The airport’s Master Plan suggests that giving the runway a 325ft (100m) northern and 1,640ft (500m) southern end extension, would further increase capacity, although this is not expected to happen for at least two decades.
Near-term plans include a NZ$65million (US$51m) 335,210sq ft (33,000m2) revamp to the southern end of the central terminal.  With gate lounges struggling to cope with the larger A320s now used by Air New Zealand on domestic truck routes, the redevelopment aims to achieve IATA’s C standard (good level of service and comfort; stable flows and an acceptable level of delays) for passenger processing and comfort during the busiest periods.
This redesign will incorporate moveable walls to give greater flexibility in the way the lounges can be used in the future.  It will also address luggage belt and toilet shortages, as well as adding more food and beverage outlets, while an enlarged apron will add parking bays.
The airport’s almost downtown location has created its own problems.  For the most part any traffic heading for the airport has to go through the city on what is the nation’s busiest urban highway outside Auckland.  The congestion that this causes will – if not addressed – severely comprise the performance the city of Wellington’s whole supporting road network.
All the local government agencies concerned are working on plans to deal with this and, although there has been increased use of bus services to and from the airport, one long-term proposal envisages a light-rail system.  On-airport, the redesign of landside roads to speed-up drop off/pick up traffic will take place shortly.

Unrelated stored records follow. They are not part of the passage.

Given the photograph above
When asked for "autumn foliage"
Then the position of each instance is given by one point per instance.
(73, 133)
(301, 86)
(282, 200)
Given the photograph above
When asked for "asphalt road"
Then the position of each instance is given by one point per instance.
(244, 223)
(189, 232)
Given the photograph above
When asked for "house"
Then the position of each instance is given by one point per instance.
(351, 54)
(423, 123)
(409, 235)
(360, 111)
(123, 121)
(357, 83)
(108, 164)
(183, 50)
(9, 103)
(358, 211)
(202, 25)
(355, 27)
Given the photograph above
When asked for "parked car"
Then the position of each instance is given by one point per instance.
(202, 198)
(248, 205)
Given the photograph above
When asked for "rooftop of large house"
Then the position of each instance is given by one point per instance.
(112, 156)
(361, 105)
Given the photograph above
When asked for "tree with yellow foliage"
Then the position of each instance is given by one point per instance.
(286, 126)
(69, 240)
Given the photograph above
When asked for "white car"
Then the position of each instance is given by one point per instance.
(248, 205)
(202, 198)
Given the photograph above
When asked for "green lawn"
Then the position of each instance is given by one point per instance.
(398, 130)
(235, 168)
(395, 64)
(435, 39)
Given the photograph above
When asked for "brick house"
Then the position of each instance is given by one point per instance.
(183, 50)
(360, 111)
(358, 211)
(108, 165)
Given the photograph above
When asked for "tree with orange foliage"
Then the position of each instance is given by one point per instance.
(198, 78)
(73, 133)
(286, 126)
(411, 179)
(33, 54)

Moves have already been made to increase car parking but eventually parking spots will be split between two sites.  A 269,000sq ft (25,000m2) off-airport site will cater for commercially important businesses that consume large amounts of space including rental, long-term, valet and some staff parking.  Meanwhile, the existing on-airport parking area will be rebuilt to include a fully-functioning public transport interchange for any future bus-rail-air link.
Another area of local public concern is noise levels, and in May the airport took further steps to mitigate its noise footprint.  With a curfew in place between 01:00-06:00hrs the use of aircraft APUs has already been phased out in favour of electrical power.  Over the next two years noise assessment and treatment packages for up to 700 residential dwellings, schools and early childhood centres close to the airport will be identified with work being carried out over the next decade.
Landing Fees
Wellington has just set its landing fees for the next five years and this has resulted in the abolition of its passenger departure tax.  Over the set period, international charges will reduce by 39% overall.
Mr Howarth commented, “With the added benefits of its central city location, this pricing places Wellington’s charges in between Auckland and Christchurch and in the lower range of Australasian airports in terms of cost per passenger.  [Doing] this will continue to ensure that [our] international travel is competitive and the reductions will help promote new routes and additional services to the capital.”

While both Qantas and Virgin Australia have withdrawn from flying internally within New Zealand, the former’s low-cost arm, Jetstar, has stepped in and Air New Zealand has upped its schedules to compensate.